The shadows stilled.

"And you did not break."

Nysera frowned.

"I was not trying to."

The corner of his mouth twitched slightly.

"I know."

The tension in the room shifted again.

The anger that had sparked between them cooled into something heavier, something deeper.

Nysera lowered her hand slowly.

"You needed to hear it."

"Perhaps."

He studied her face.

"And perhaps I needed to see if you would."

Nysera blinked.

"What?"

"You challenge me."

"Of course I do."

"No one else does."

"Then you spend time around the wrong people."

A faint sound escaped him.

Almost laughter.

Almost.

Outside the balcony the wind stirred again, carrying the distant sounds of the sleeping city.

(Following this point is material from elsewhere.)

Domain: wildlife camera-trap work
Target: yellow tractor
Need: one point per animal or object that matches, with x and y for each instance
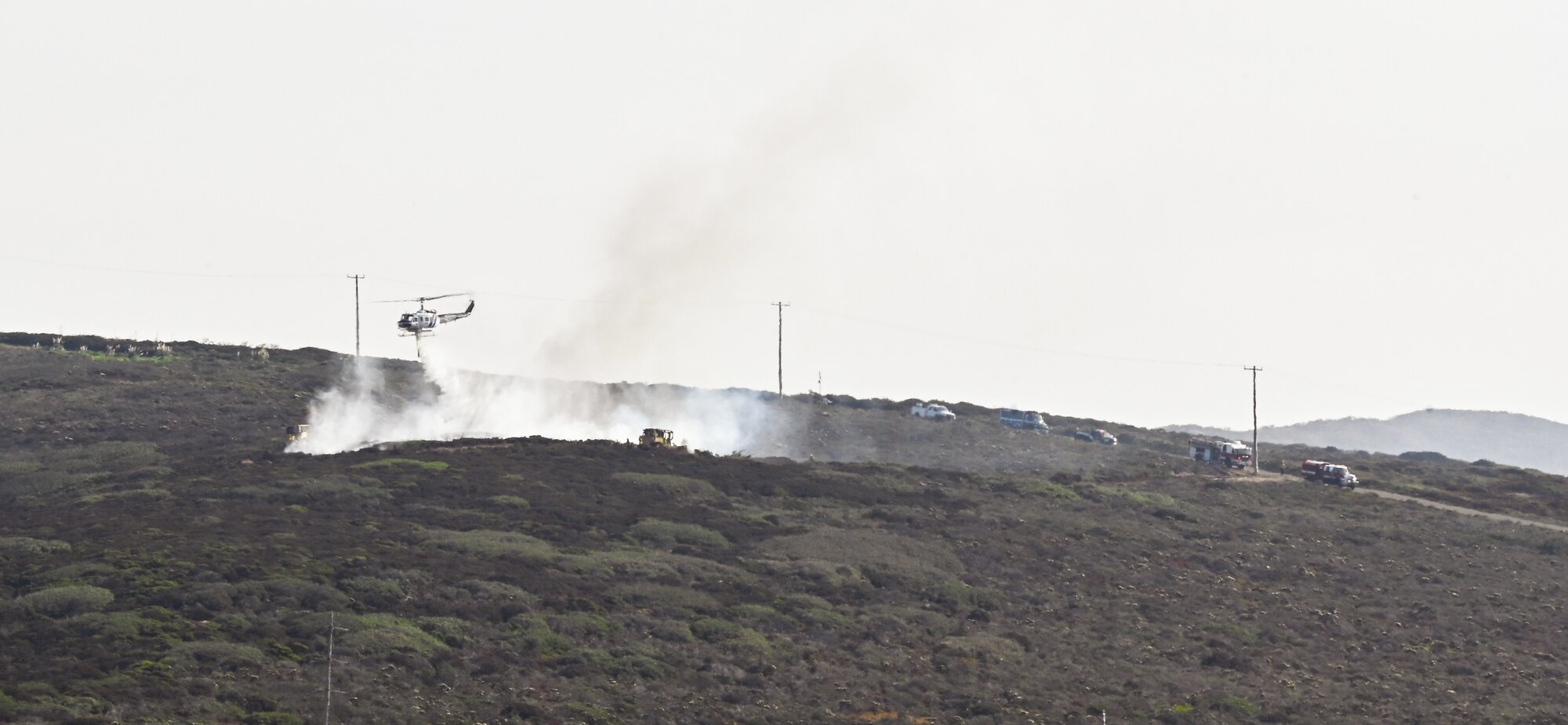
(658, 438)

Nysera finally stepped back slightly.

"You cannot control me."

"I know."

"You cannot decide my future."

"I know."

She studied him carefully.

"Then why do you stay?"

His answer came without hesitation.

"Because you will need someone who does not kneel."

The words settled between them.

Heavy.

Honest.

Nysera turned back toward the balcony slowly.

Behind her, the Beast King remained exactly where he stood.

Neither of them spoke again.

But something had changed.

The slap that should have shattered the fragile balance between them had instead revealed something far more complicated.

The beast had not struck back.

And the silence that followed carried a truth neither of them could ignore.

He did not stand beside her because he controlled her.

He stood beside her because she was the only person who had ever dared to strike him—and survive.